The New American Oil Empire Built on Sand

By F. Willia m Engdahl

September 29, 2019 "Information Clearing House" -  Over the course of the past decade the United States, following decades of relative stagnation in oil production, has surprised many to become the largest oil producer in the world, exceeding Russia as well as Saudi Arabia. Latest daily production is just above 12.1 million barrels a day. In November 2018 for the first time in decades the US became a net oil exporter. The geopolitical implications to this energy boom in a world where oil determines the growth of entire economies, would appear to be great. Almost all the increase owes to the exploitation of what is called shale oil, unconventional oil found in shale rock formations. The US Department of Energy projects a rise to 8.8 million barrels daily from US shale oil alone, a new record. Now though, we are seeing the first clear signs that the “shale boom” could implode even faster than it rose. The implications for American foreign policy and global geopolitics and economics are significant.

The ‘Fracking’ Revolution

The idea of extracting oil or natural gas embedded in shale rocks has been known for years. However shale oil, or tight oil as it is known, first became economical with introduction of new horizontal drilling techniques combined with oil prices of $100 a barrel or more. This was about two decades ago.
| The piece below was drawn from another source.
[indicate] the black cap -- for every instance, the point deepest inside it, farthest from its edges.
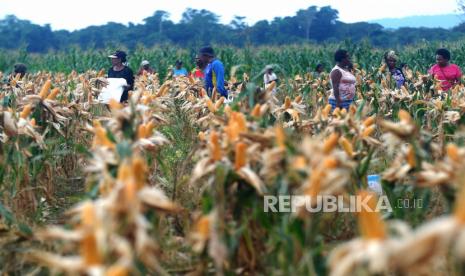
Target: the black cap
(119, 54)
(208, 51)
In hydraulic fracturing or fracking, oil embedded in shale rock thousands of feet down is injected with a high pressure mix of water, lots of it, mixed with chemicals and sand. The de facto sand blasting creates fissures where oil can flow into the oil pipeline. The actual drilling of a shale well is only about 30-40% of the total cost. Up to 55-70% are from completion which includes actual fracking. The independent oil consultancy, Wood Mackenzie, recently estimated that the USA held an impressive 60% of all world shale reserves that are economically viable at oil prices of $60 per barrel or less.

Now it begins to get interesting. The current price for the West Texas Intermediate marker grade of oil is around $58 a barrel, where it has been for months. The price has not shot up as many expected despite the disruptions in Venezuela, in Iran and around the Persian Gulf. This puts shale well production, much of which today is in the Permian basin in West Texas or Bakken in North Dakota, at a delicate point.

When Saudi Arabia and the Arab OPEC producers decided to flood the market in 2014 with cheap oil in order to force the US shale producers into bankruptcy, the results were disastrous for the OPEC countries financially, but new technology advances allowed the major part of US shale oil production to survive at far lower prices. That, combined with a Federal Reserve Zero Interest Rate Policy (ZIRP), made borrowing to produce oil attractive for shale companies. Now, with two years of gradual Fed rate increase policies, shale companies are beginning to show signs of major stress.